Smith’s comments stood in sharp contrast to statements by Google this month. When the company dropped out of the competition for the JEDI cloud computing contract, officials said they “couldn’t be assured that it would align with our AI principles,” a reference to a set of principles issued in June in which the company vowed not to design artificial intelligence products that would be used to harm people, or for surveillance or armaments. The contract is believed to amount to about $10 billion over a decade, but the shape of cloud computing that far into the future is hard to predict.
Some industry experts saw Google’s statement as an effort to gain political credit for backing out of a competition it was unlikely to win. Unlike Amazon and Microsoft, Google is missing some of the government certifications it would need to provide the software to the military.

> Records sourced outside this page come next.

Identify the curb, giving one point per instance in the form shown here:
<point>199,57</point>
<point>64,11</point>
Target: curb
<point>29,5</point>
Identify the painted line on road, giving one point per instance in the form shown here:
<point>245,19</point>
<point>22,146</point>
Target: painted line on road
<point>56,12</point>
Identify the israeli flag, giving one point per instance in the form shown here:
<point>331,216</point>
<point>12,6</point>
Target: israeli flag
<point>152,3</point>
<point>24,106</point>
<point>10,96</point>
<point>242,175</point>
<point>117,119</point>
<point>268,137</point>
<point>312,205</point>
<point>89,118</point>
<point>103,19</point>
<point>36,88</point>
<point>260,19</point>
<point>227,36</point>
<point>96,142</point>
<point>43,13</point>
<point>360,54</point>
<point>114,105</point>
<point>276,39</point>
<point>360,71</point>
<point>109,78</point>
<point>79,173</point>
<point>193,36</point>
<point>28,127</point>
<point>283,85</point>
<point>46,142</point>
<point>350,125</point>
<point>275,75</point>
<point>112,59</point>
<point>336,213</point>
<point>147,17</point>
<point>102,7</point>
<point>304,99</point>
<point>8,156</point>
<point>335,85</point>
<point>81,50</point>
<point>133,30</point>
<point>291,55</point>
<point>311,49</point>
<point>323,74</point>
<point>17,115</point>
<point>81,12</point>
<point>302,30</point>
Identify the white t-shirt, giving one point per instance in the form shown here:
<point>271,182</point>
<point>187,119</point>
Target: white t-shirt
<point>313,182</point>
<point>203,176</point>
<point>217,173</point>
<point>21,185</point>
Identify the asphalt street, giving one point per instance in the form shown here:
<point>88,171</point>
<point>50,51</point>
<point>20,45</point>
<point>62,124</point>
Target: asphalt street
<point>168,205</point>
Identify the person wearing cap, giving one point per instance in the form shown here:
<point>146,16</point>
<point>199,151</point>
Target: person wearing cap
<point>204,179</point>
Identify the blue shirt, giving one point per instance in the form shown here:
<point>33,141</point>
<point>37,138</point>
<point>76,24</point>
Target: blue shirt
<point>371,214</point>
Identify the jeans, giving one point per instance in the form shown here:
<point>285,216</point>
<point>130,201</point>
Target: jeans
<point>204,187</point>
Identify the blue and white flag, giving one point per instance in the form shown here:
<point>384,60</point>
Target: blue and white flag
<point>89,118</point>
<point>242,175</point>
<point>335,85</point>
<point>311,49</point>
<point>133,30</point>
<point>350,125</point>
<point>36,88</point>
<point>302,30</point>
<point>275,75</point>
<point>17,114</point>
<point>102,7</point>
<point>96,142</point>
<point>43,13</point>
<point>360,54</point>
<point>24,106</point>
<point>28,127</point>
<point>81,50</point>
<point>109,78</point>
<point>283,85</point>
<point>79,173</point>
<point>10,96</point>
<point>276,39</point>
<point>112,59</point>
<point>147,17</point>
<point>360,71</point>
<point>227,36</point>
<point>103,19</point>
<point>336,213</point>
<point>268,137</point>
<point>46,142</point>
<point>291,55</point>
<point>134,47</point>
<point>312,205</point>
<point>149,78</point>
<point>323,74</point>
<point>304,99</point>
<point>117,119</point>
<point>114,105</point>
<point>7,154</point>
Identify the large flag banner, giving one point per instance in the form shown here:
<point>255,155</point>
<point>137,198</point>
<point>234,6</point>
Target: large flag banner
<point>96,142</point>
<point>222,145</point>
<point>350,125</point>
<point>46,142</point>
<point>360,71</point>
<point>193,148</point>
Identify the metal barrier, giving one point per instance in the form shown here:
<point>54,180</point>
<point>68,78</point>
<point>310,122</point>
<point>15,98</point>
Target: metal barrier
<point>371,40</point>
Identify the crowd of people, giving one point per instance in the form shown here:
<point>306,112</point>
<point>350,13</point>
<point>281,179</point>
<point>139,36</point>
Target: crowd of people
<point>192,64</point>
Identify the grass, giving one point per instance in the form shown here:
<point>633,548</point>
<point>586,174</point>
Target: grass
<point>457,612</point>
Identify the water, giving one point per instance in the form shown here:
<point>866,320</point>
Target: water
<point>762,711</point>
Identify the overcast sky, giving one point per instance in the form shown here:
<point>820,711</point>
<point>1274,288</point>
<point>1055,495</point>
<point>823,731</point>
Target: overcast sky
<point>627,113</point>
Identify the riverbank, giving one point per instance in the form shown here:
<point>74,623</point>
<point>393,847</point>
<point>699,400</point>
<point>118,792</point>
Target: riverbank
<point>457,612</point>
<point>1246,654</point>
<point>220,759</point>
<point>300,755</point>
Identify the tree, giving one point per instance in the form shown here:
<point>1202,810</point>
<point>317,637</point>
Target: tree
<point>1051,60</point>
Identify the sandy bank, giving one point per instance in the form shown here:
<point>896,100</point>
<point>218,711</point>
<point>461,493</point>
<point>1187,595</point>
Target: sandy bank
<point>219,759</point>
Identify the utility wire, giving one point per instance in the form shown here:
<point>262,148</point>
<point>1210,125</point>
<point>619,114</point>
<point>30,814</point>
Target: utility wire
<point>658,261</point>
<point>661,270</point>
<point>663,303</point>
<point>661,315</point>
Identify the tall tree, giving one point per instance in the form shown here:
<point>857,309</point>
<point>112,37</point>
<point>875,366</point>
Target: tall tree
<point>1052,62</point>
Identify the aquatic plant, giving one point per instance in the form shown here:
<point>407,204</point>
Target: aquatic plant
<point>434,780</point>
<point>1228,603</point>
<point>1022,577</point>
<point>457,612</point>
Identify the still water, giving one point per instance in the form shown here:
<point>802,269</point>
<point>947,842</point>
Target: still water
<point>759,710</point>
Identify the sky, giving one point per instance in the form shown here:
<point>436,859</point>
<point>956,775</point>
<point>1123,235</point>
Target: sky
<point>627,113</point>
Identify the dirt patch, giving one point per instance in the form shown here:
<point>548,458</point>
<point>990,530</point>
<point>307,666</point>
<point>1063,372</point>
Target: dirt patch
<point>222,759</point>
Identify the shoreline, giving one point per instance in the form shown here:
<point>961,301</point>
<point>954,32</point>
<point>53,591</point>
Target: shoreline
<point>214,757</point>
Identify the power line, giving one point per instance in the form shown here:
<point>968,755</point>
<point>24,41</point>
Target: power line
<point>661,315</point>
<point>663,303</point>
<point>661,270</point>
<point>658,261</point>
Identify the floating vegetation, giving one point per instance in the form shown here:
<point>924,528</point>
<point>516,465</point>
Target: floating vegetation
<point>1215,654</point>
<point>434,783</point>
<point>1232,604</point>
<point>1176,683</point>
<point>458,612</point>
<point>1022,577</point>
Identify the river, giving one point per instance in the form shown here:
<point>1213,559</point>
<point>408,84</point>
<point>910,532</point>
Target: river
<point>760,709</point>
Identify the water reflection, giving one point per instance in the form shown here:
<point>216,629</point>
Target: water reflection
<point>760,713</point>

Microsoft is believed to have a good shot, in part because President Donald Trump has made no secret of his distaste for Jeff Bezos, Amazon’s founder and the owner of The Washington Post. But even as Trump frequently dismisses the “Amazon Washington Post,” Amazon is considered the front-runner for the contract, in large part because of the company’s experience in building the CIA’s cloud computing ability over the last five years. In an analysis published in June, Deutsche Bank Research concluded that Amazon “is best positioned to win the lion’s share of the JEDI contract” and that Microsoft was the “main challenger.”

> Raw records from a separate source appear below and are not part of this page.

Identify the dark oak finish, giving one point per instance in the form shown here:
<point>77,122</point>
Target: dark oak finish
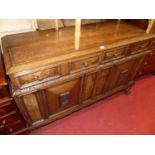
<point>11,121</point>
<point>50,79</point>
<point>149,64</point>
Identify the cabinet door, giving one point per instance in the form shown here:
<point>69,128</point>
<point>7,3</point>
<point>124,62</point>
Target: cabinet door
<point>94,83</point>
<point>63,95</point>
<point>101,81</point>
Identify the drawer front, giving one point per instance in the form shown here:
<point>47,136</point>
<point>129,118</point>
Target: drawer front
<point>3,92</point>
<point>148,69</point>
<point>39,76</point>
<point>80,64</point>
<point>140,46</point>
<point>10,128</point>
<point>6,107</point>
<point>8,118</point>
<point>114,54</point>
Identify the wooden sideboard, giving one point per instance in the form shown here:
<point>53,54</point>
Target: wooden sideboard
<point>149,64</point>
<point>11,121</point>
<point>49,79</point>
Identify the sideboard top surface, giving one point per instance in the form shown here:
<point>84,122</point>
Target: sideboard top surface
<point>31,49</point>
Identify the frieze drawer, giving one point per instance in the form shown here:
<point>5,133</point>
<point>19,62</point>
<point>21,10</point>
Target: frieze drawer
<point>6,107</point>
<point>83,63</point>
<point>140,46</point>
<point>114,53</point>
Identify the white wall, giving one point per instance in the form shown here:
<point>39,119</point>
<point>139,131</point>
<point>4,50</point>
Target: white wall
<point>11,26</point>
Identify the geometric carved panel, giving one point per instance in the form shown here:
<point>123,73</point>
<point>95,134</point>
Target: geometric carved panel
<point>32,107</point>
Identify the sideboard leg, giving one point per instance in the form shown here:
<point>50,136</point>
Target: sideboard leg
<point>127,91</point>
<point>153,73</point>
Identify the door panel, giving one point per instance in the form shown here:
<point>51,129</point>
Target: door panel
<point>89,83</point>
<point>63,96</point>
<point>32,107</point>
<point>121,74</point>
<point>102,76</point>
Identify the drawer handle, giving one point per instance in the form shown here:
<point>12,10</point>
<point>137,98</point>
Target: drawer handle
<point>85,64</point>
<point>142,46</point>
<point>145,63</point>
<point>10,130</point>
<point>4,122</point>
<point>38,78</point>
<point>116,54</point>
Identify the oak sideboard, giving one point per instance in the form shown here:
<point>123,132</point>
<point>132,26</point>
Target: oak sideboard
<point>49,79</point>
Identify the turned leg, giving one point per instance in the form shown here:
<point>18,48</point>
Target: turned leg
<point>127,91</point>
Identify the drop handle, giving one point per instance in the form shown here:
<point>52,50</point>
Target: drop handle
<point>4,122</point>
<point>38,78</point>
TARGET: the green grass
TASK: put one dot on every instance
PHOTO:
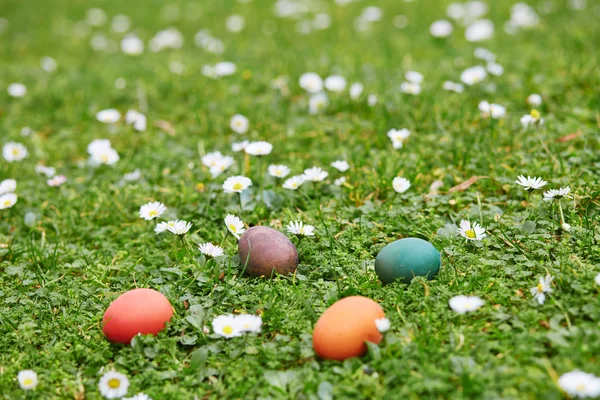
(67, 252)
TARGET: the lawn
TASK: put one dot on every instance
(68, 249)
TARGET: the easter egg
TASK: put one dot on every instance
(343, 329)
(265, 251)
(144, 311)
(406, 258)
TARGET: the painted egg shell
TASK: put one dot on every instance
(343, 329)
(406, 258)
(144, 311)
(265, 251)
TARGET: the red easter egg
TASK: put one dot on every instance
(144, 311)
(343, 329)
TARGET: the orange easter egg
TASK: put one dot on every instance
(343, 329)
(144, 311)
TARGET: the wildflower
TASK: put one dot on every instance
(441, 28)
(298, 228)
(311, 82)
(239, 146)
(475, 232)
(132, 45)
(27, 379)
(109, 116)
(382, 324)
(48, 171)
(356, 90)
(56, 181)
(453, 87)
(278, 170)
(530, 183)
(16, 90)
(410, 88)
(315, 174)
(335, 83)
(152, 210)
(464, 304)
(8, 186)
(113, 385)
(13, 151)
(235, 225)
(227, 326)
(294, 182)
(7, 200)
(317, 103)
(210, 250)
(249, 323)
(400, 184)
(239, 123)
(398, 137)
(236, 184)
(340, 165)
(496, 111)
(557, 194)
(137, 119)
(533, 118)
(541, 288)
(580, 384)
(260, 148)
(473, 75)
(534, 100)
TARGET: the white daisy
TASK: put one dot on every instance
(315, 174)
(108, 116)
(180, 228)
(464, 304)
(7, 200)
(475, 232)
(113, 385)
(317, 103)
(542, 287)
(234, 225)
(398, 136)
(8, 186)
(27, 379)
(236, 184)
(530, 183)
(580, 384)
(557, 194)
(382, 324)
(239, 123)
(473, 75)
(335, 83)
(152, 210)
(400, 184)
(294, 182)
(227, 326)
(211, 250)
(13, 151)
(496, 111)
(57, 181)
(16, 90)
(298, 228)
(341, 165)
(260, 148)
(249, 323)
(311, 82)
(278, 170)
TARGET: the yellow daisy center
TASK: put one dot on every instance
(114, 383)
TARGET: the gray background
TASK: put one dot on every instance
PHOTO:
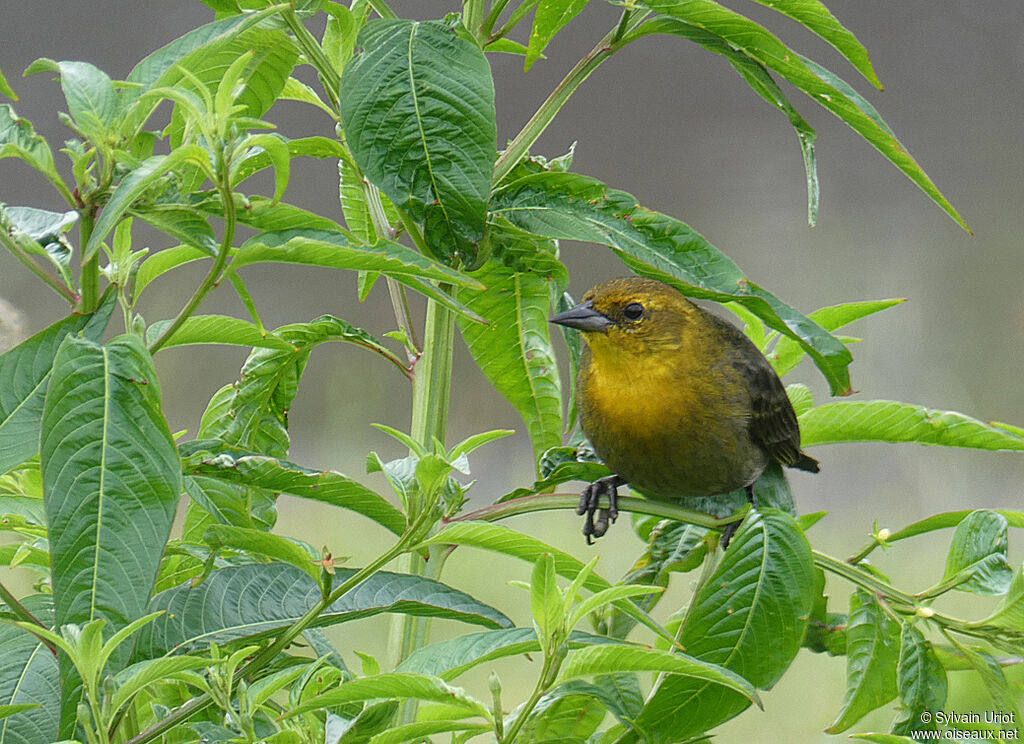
(676, 127)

Culturally, Google and Microsoft are far different; while some Microsoft employees have expressed unhappiness with the company’s government contracts, most recently with Immigration and Customs Enforcement, the protests among Google engineers and other employees were far more intense and far more public.
Microsoft has been far more willing, however, to challenge the government. It went to court to try to keep the United States from being able to subpoena Microsoft for the emails or other records of customers whose data was stored abroad. (The suit was rendered moot by federal legislation.) It has been pressing for a “digital Geneva Convention” that would, like the traditional Geneva Convention, wall off certain civilian targets. The U.S. government has resisted the idea so far, not wanting to limit a president’s options to use cyberweapons against power grids or other targets on which civilians depend.
“We can’t control how the U.S. military uses our technology once we give it to them,” Smith argued. “But the military is subject to civilian control. And we believe we will have an opportunity to influence those discussions — but it’s not up to us.”
But to a large degree, the import of Microsoft’s announcement has more to do with the politics of confronting China and less to do with its immediate prospects. The Pentagon has struggled in recent years to bring the Silicon Valley innovation to new weapons systems and sensors. The acquisition and testing process is so long that many high-tech systems are outdated by the time they begin. While the Obama administration succeeded in creating an outpost in Silicon Valley, called DIUx, or Defense Innovation Unit Experimental, its budget was small and some promising off-the-shelf technologies — for example, small, inexpensive satellites that could be fired in large numbers over North Korea to detect mobile launchers — have been delayed for years.
But the next challenge facing both the government and the companies is whether U.S.-based companies will be limited in what kind of AI technologies they can sell to China.
In his interview, Smith would not indicate whether Microsoft would also provide all its products to, say, the People’s Liberation Army. “It’s an issue we are going to have to work through,” he said. But the reality, he and other executives in the technology field have noted, is that the Chinese would not accept U.S.-made artificial intelligence code, for fear that the United States would turn off Chinese access to the products in a time of conflict — or phone back to the Pentagon.